What is certain is that Congress will continue to give Israel, a tiny little country of some nine million people, more money than it gives any other country and even whole continents–$3.8 billion a year and $146 billion since 1948. This ongoing and absurd level of military assistance has made Israel the colossus of the Middle East, the world leader in targeted assassination with a specialization in waging indiscriminate warfare against Arabs especially in the captive Gaza strip, the site of repeated war crimes. For decades Israel has made a laughingstock of the mythical “peace process” as more than 700,000 “settlers” intruded into the illegally occupied Palestinian territories. Israel is in the process of taking over East Jerusalem, which was supposed to be the capital of an independent Palestinian state.
Just as Hixson fails to understand the logic of cold war on Russia and now China, he fails also to understand the nature of Washington’s relationship with Israel. There is nothing ‘absurd’ about it.

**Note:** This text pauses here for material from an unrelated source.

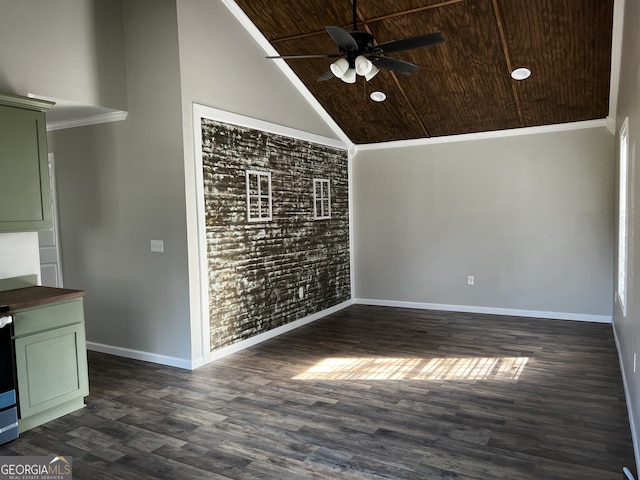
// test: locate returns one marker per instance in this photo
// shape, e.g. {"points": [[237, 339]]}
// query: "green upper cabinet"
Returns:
{"points": [[25, 203]]}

Israel, as Stephen Gowans so accurately explores, is imperialism’s beachhead in the middle east.
US foreign policy has enabled and funded these actions by the Jewish state, which Israel proclaimed itself to be in 2018. The Jewish State Law made apartheid official, marginalizing Israel’s Arab population, 20 percent of the total, as well as the repressed Palestinians in the occupied territories.
The aforementioned George Kennan once compared US foreign policy to a brontosaurus, a large prehistoric beast that wreaked havoc with its powerful tail, which went unrestrained by its very small brain. The image has never been more appropriate than today.
A new foreign policy paradigm is desperately needed but, as with World War II, it will probably require a cataclysm to inspire the required tectonic shift. In the meantime, there will be a premium on survival.